S5: operator management module 6 carries out periodical management to all kinds of spark operators encapsulated in platform.

It although an embodiment of the present invention has been shown and described, for the ordinary skill in the art, can be with A variety of variations, modification, replacement can be carried out to these embodiments without departing from the principles and spirit of the present invention by understanding And modification, the scope of the present invention is defined by the appended.

Claims

1. a kind of scalability big data analysis platform based on Hadoop and Spark, which is characterized in that including data can be expanded AM access module (1), characteristic extracting module (2), global data analysis module (3), data management module (4), stream management module (5) With operator management module (6), the data access module (1) of expanding is provided with that multiple and it is used to provide multiple data sources and connects Enter, input data and support distributed file system, columnar database, relevant database data storage method；

The characteristic extracting module (2) expands that data access module (1) is connect and it is used to read input data with multiple, Including integral unit (21) and data type extraction unit (22), integral unit (21) reception is multiple to expand data access module Input data and input data is integrated, input data is integrated into prefab data collection；The data type is extracted Unit (22) is connect with integral unit (21) and it is used to obtain prefab data collection, speculates that prefab data concentrates the number of each column Data type mark is carried out according to type, and to it.

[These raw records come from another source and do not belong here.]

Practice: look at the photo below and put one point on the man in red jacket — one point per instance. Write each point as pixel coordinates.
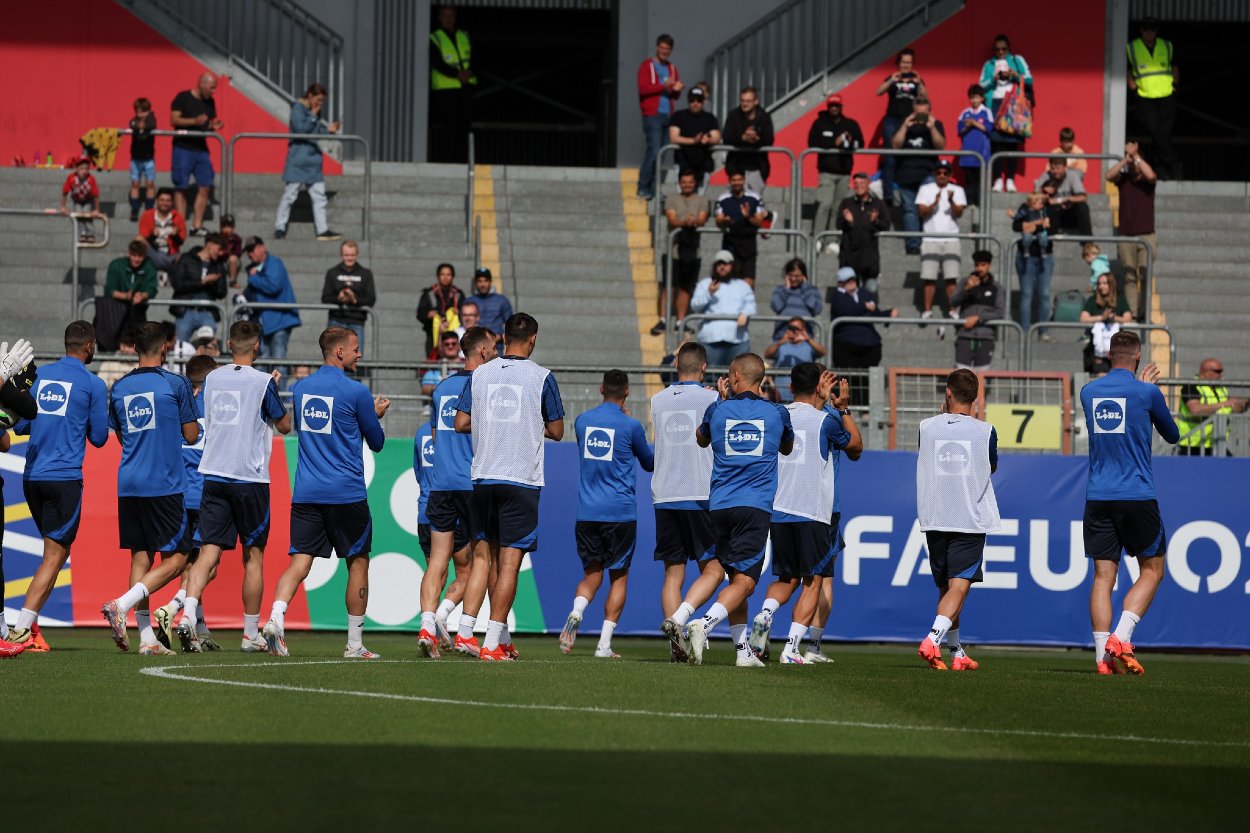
(659, 86)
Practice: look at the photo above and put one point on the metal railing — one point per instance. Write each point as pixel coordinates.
(366, 219)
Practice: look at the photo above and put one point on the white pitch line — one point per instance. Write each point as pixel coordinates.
(168, 673)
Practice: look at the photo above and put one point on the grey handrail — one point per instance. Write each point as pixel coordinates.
(308, 136)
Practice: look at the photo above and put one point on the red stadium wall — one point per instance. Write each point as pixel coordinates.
(71, 65)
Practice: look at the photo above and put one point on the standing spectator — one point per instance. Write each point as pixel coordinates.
(659, 86)
(268, 283)
(194, 110)
(351, 287)
(999, 75)
(979, 300)
(860, 217)
(749, 126)
(303, 165)
(199, 275)
(438, 308)
(84, 195)
(831, 130)
(451, 90)
(919, 131)
(723, 293)
(740, 213)
(795, 297)
(143, 158)
(695, 130)
(904, 86)
(1136, 180)
(1153, 75)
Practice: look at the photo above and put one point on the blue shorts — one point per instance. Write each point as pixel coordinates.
(186, 164)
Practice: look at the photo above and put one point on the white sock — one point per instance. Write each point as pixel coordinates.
(355, 631)
(1128, 624)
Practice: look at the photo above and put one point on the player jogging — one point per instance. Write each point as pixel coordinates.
(609, 440)
(956, 509)
(518, 403)
(1121, 512)
(330, 503)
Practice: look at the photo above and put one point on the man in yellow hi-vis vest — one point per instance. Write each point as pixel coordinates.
(1200, 400)
(1153, 75)
(451, 88)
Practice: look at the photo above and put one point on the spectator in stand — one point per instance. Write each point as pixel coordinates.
(903, 86)
(268, 283)
(795, 297)
(199, 275)
(749, 126)
(81, 195)
(858, 344)
(439, 307)
(919, 131)
(740, 213)
(303, 166)
(979, 300)
(860, 217)
(1000, 74)
(1065, 195)
(1136, 181)
(831, 130)
(196, 111)
(351, 287)
(723, 293)
(686, 212)
(143, 158)
(659, 88)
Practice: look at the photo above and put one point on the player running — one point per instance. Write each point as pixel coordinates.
(956, 508)
(609, 440)
(330, 503)
(1121, 512)
(518, 403)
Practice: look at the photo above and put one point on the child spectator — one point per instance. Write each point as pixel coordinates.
(143, 158)
(974, 128)
(81, 190)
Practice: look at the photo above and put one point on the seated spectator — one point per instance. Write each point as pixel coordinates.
(796, 297)
(723, 293)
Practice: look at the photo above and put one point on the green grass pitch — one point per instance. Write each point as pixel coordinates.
(871, 742)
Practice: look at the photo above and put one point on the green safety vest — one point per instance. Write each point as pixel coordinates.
(1151, 71)
(1188, 422)
(454, 54)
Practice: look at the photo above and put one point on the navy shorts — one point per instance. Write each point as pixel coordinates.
(741, 538)
(606, 542)
(151, 524)
(234, 513)
(1131, 525)
(506, 513)
(321, 529)
(684, 534)
(55, 507)
(955, 555)
(799, 548)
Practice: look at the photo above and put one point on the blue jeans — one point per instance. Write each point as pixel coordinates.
(655, 130)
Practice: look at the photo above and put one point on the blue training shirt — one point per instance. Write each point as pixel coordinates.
(454, 459)
(609, 440)
(1120, 413)
(746, 433)
(148, 408)
(333, 414)
(73, 409)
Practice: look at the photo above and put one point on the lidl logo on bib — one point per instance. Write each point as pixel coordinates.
(316, 414)
(53, 397)
(744, 438)
(1109, 415)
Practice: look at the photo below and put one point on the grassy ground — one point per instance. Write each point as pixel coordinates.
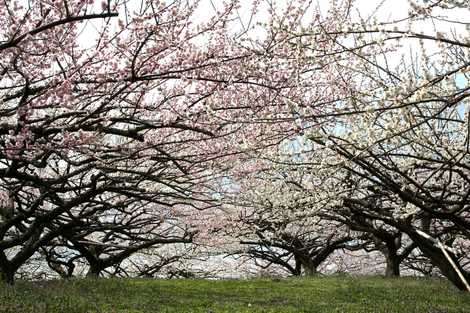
(322, 294)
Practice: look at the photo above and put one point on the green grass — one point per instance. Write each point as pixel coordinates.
(320, 294)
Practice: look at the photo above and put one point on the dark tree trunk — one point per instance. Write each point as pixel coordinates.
(392, 268)
(7, 276)
(392, 260)
(439, 260)
(94, 271)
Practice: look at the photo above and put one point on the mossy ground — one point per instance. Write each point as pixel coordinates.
(318, 294)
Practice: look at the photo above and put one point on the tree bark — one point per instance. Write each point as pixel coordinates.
(392, 268)
(7, 276)
(94, 271)
(440, 261)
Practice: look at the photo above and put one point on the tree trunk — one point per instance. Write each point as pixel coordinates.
(94, 271)
(439, 260)
(309, 268)
(392, 260)
(392, 268)
(7, 276)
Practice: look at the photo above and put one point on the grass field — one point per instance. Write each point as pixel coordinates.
(321, 294)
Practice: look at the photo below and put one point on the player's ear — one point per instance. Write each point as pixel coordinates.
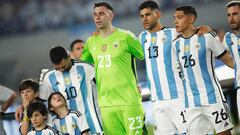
(158, 13)
(191, 19)
(36, 94)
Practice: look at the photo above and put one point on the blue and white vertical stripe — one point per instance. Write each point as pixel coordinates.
(76, 87)
(232, 41)
(162, 77)
(197, 57)
(73, 124)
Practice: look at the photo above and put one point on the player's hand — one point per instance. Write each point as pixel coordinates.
(18, 113)
(25, 102)
(95, 33)
(43, 72)
(139, 90)
(203, 30)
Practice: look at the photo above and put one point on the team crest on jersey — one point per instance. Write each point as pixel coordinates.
(104, 47)
(63, 128)
(186, 48)
(116, 44)
(238, 41)
(153, 40)
(164, 38)
(74, 126)
(198, 46)
(67, 80)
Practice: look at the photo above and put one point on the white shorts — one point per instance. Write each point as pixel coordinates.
(203, 120)
(238, 101)
(169, 117)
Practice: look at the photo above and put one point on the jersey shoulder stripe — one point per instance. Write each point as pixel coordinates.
(77, 113)
(127, 32)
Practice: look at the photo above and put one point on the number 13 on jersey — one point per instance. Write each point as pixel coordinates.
(104, 61)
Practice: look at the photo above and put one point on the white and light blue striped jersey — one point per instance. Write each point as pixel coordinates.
(73, 124)
(76, 87)
(232, 41)
(162, 76)
(46, 131)
(196, 55)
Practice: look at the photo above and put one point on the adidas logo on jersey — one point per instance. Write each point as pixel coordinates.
(57, 83)
(226, 124)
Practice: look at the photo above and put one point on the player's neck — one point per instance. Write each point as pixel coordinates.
(62, 111)
(157, 28)
(106, 31)
(237, 32)
(41, 127)
(188, 32)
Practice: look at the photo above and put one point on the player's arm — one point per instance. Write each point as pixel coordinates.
(203, 29)
(227, 59)
(82, 123)
(220, 50)
(86, 55)
(9, 100)
(134, 46)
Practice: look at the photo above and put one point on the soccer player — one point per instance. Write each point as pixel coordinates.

2. a kind of scalability big data analysis platform based on Hadoop and Spark according to claim 1, feature It is, the global data analysis module (3) has global storage unit, and global data analysis module (3) is mentioned with data type It takes unit (22) to connect and it is used to carry out prefab data collection batch global analysis or online real-time global analysis, based on interior The calculating of row iteration formula is deposited into, carries out global analysis to magnanimity prefab data collection and decomposed to store to the overall situation after analysis to store Unit.

3. a kind of scalability big data analysis platform based on Hadoop and Spark according to claim 1 or 2, It is characterized in that, the data management module (4), will by http agreement for being managed to data in global storage unit Data upload in the distributed file system of platform.

4. a kind of scalability big data analysis platform based on Hadoop and Spark according to claim 1, feature It is, flow tube reason module (5) is for being managed the workflow in platform, additions and deletions change and look into.

5. a kind of scalability big data analysis platform based on Hadoop and Spark according to claim 1, feature It is, the operator management module (6) is used to be managed all kinds of spark operators encapsulated in platform, and by platform to this A little operators are patterned encapsulation, and operator management module (6) utilizes spark dataframe operator classified catalogue formula management method Operator is classified, and managed, shown and generate classified catalogue.

6. a kind of scalability big data analysis platform based on Hadoop and Spark according to claim 5, feature It is, the operator management module (6) includes slice unit, and slice unit is to obtain operator slice by predetermined period and to this Operator slice is managed.

7. -6 any a kind of scalability big data analysis platform based on Hadoop and Spark according to claim 1 Analysis method, which comprises the following steps:

S1: data access module (1) can be expanded and provide multiple data sources access and by data source access features extraction module (2)；

S2: characteristic extracting module (2) obtains multiple data sources and is integrated, extracted to it；

S3: global data analysis module (3) carries out global analysis to the data after integration, extraction, is sent to after global analysis To data management module (4)；

S4: data management module (4) is managed data in global storage unit, and is upload the data to by http agreement In the distributed file system of platform；

S5: operator management module (6) carries out periodical management to all kinds of spark operators encapsulated in platform.